Adeus, melhor metade de mim.

H. Alegria

Procuro uma música que me acolha. Uma música que me acolha nos teus braços. Algo que me diga tudo aquilo que eu queria dizer, e algo que me ajude a tudo o resto entender. Tudo isto enquanto me recebes de volta, com um abraço apertado. Tu seguiste em frente rapidamente, afinal é disso que se trata quando te substituem, trata-se de rapidez… Mas eu continuo aqui parada, à espera que olhes para trás e te arrependas. Não quero que te arrependas do que fizeste até hoje, quero que te arrependas de não me teres trazido nessa jornada contigo. Quero que te arrependas por teres desistido de mim e da minha história, de mim e dos meus problemas. Na prateleira, onde guardo o livro da tua passagem pela minha vida, mantenho-o aberto para que não acabe.
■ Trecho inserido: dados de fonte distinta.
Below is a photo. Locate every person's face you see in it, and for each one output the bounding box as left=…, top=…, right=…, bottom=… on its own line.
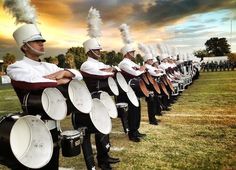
left=28, top=40, right=45, bottom=53
left=126, top=51, right=135, bottom=60
left=89, top=49, right=101, bottom=59
left=146, top=59, right=153, bottom=65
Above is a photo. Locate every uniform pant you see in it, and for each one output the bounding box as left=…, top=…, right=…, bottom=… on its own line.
left=116, top=94, right=141, bottom=137
left=81, top=132, right=110, bottom=170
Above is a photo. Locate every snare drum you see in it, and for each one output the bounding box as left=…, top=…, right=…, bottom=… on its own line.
left=0, top=114, right=53, bottom=169
left=60, top=130, right=82, bottom=157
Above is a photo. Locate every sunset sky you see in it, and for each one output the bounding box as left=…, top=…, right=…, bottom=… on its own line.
left=0, top=0, right=235, bottom=59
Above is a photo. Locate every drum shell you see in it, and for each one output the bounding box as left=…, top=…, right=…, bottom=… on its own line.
left=22, top=90, right=49, bottom=119
left=0, top=115, right=20, bottom=167
left=129, top=78, right=149, bottom=97
left=84, top=77, right=119, bottom=96
left=60, top=131, right=81, bottom=157
left=22, top=88, right=67, bottom=120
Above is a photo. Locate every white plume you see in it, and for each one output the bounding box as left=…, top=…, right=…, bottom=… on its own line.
left=119, top=23, right=133, bottom=44
left=138, top=43, right=150, bottom=55
left=3, top=0, right=37, bottom=24
left=87, top=7, right=102, bottom=38
left=148, top=45, right=158, bottom=58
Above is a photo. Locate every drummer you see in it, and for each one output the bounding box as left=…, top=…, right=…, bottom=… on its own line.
left=7, top=24, right=82, bottom=170
left=142, top=51, right=163, bottom=125
left=77, top=38, right=119, bottom=170
left=117, top=43, right=147, bottom=142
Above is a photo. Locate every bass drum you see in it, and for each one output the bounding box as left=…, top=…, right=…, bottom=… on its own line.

Quero outro capítulo, não sinto que isto tenha sido suficiente. Afinal jamais eu imaginaria o estrago que uma discussão poderia fazer… Mas a culpa não é de nenhuma das partes, cada parte teve o seu contexto, aquilo por que estava rodeada, cada parte teve algo que levou ambas ao precipício que levou. E ainda assim, eu só queria que me desses uma oportunidade, de me explicar e de te ouvir. Ambos os lados têm culpa, mas ambos os lados estão livres dela. E é nesta complexidade que eu me perco, por entre tragédias e baladas… Queria que percebesses que estou de braços abertos para chegarmos a um acordo, um acordo feito de cabeça limpa, um acordo sem cabeças quentes. Foi isso que nos destruiu, a panela de pressão onde a água já fervia. Preocupámo-nos mais com os conflitos e o nosso próprio egoísmo do que qualquer outra coisa. Preocupámo-nos com o que nos convinha. Eu perdi a melhor metade de mim… Mas agora venho tarde e a porta está fechada, a casa está vazia e só posso deixar um recado escrito. Quando o vires também será tarde pois eu própria também já terei partido.